Soft tissue reconstruction using flaps in managing mangled injuries is occasionally insufficient due to large defects and low flap viability. Conversely, delaying the closure of the defect can elevate the risk of infection. Adjuvant therapy becomes essential in the management of mangled injuries. We aim to present the use of low-cost vacuum-assisted closure (VAC) as an adjuvant therapy for mangled injuries. We reported the case of a 20-year-old man who sustained a mangled injury to his left forearm in a traffic accident 4 hours before admission. The mangled extremity severity score was 9; however, the patient declined amputation. Although the initial reconstruction was done, the flap could only cover vital structures. VAC was utilized to address the uncovered portion of the defect, to promote optimal granulation and prevent infection. The reconstruction proceeded with a skin graft and wrist arthrodesis. At 1-year follow-up, viable tissue was obtained but contracture occurred at the metacarpophalangeal and proximal interphalangeal joints. We intend to perform functional reconstruction at a later stage. Although the benefits of VAC in wound management are well established, reports regarding its advantages in mangled injury management remain relatively scarce. The high cost of VAC is a limiting factor, particularly in developing countries. This prompts the need for an affordable VAC innovation with comparable efficiency to the commercial model. Reverse Aqua Pump VAC, our innovative low-cost VAC, shows satisfactory outcomes in managing patients with mangled injuries with mangled extremity severity score indicating amputation.
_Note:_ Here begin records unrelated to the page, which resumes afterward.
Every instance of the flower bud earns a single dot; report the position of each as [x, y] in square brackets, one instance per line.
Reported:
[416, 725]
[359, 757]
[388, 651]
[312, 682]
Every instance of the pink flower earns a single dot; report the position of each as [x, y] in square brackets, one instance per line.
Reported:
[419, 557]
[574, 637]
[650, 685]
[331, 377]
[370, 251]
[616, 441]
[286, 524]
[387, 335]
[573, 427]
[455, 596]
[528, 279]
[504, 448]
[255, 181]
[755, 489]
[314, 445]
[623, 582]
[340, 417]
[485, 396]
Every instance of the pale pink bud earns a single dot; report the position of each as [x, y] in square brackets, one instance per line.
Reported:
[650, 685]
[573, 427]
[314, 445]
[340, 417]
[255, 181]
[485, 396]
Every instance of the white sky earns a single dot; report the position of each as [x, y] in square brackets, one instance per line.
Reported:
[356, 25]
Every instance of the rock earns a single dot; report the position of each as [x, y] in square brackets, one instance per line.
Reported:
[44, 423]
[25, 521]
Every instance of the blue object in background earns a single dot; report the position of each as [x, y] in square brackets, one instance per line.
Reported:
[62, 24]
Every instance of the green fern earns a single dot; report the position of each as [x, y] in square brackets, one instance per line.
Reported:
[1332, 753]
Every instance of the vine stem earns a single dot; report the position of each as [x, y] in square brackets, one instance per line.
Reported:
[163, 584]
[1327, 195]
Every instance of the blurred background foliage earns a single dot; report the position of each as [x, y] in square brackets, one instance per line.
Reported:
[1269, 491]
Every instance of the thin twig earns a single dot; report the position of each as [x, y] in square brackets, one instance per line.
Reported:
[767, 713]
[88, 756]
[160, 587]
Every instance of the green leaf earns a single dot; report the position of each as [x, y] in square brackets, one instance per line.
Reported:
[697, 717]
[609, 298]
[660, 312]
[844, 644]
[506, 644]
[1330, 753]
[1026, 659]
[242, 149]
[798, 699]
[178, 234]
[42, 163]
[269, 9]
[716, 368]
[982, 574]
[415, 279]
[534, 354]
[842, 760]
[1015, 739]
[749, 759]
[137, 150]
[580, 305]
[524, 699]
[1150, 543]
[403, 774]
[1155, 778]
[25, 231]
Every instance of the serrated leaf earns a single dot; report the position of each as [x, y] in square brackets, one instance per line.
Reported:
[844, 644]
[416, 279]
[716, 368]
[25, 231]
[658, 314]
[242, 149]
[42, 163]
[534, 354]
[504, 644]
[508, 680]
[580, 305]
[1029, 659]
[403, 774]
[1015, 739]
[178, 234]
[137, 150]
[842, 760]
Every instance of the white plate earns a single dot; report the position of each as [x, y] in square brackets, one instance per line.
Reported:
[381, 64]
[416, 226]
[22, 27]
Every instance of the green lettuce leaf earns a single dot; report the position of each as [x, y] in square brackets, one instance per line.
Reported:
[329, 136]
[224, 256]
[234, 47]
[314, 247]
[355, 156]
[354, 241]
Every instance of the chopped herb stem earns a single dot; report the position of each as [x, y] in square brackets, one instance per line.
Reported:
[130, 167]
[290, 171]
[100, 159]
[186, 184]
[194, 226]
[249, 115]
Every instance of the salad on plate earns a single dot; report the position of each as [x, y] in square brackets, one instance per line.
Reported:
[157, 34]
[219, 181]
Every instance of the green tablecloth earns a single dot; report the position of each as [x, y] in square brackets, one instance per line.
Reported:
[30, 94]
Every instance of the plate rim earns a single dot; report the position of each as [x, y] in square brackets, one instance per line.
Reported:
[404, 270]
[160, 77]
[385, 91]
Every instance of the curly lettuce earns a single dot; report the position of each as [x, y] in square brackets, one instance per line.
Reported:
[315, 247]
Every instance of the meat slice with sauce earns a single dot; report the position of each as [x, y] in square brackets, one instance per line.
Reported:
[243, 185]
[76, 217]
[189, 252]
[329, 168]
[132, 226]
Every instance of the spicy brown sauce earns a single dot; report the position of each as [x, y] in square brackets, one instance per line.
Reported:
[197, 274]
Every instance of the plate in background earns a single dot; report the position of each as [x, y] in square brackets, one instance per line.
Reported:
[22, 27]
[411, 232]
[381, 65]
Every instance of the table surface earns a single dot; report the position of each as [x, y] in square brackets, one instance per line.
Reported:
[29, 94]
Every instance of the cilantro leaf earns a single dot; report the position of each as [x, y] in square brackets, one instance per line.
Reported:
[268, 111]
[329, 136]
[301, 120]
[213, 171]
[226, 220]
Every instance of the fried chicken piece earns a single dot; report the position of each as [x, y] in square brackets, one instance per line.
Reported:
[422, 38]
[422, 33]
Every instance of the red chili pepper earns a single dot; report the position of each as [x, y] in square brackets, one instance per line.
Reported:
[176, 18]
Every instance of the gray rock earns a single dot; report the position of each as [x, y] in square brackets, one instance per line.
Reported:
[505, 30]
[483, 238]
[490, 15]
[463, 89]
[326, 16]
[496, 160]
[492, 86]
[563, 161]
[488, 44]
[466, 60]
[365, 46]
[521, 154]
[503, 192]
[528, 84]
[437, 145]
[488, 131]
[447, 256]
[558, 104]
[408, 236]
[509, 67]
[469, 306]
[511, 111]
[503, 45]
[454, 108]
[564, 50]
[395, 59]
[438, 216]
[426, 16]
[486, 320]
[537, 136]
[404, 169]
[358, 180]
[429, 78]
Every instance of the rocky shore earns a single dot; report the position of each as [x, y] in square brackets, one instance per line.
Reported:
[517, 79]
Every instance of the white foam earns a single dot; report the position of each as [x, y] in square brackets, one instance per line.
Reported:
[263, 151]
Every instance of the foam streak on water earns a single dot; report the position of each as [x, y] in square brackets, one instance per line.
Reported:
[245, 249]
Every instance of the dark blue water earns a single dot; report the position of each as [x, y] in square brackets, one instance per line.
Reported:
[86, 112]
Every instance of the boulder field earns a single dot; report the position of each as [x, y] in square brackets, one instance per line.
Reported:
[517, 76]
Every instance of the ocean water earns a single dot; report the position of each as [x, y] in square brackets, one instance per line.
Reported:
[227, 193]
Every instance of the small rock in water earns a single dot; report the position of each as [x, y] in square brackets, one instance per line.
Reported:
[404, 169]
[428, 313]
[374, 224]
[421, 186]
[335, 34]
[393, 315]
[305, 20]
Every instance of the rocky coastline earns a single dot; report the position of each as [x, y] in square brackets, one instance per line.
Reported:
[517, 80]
在处理严重毁损性损伤时,使用皮瓣进行软组织重建偶尔会因缺损大且皮瓣存活率低而不足。相反,延迟缺损闭合会增加感染风险。辅助治疗在严重毁损性损伤的处理中变得至关重要。我们旨在介绍使用低成本的负压封闭引流(VAC)作为严重毁损性损伤的辅助治疗方法。我们报告了一例20岁男性患者,入院前4小时在交通事故中左前臂遭受严重毁损性损伤。严重毁损肢体严重程度评分为9分;然而,患者拒绝截肢。尽管进行了初始重建,但皮瓣仅能覆盖重要结构。使用VAC来处理缺损未覆盖部分,促进最佳肉芽组织生长并预防感染。重建过程包括植皮和腕关节融合术。在1年随访时,获得了存活组织,但掌指关节和近端指间关节出现了挛缩。我们打算在后期进行功能重建。尽管VAC在伤口处理中的益处已得到充分证实,但关于其在严重毁损性损伤处理中的优势的报道仍然相对较少。VAC的高成本是一个限制因素,特别是在发展中国家。这促使需要一种价格合理且效率与商业模型相当的VAC创新产品。我们创新的低成本VAC——反向水抽气泵VAC,在处理严重毁损肢体严重程度评分表明需截肢的严重毁损性损伤患者时显示出令人满意的结果。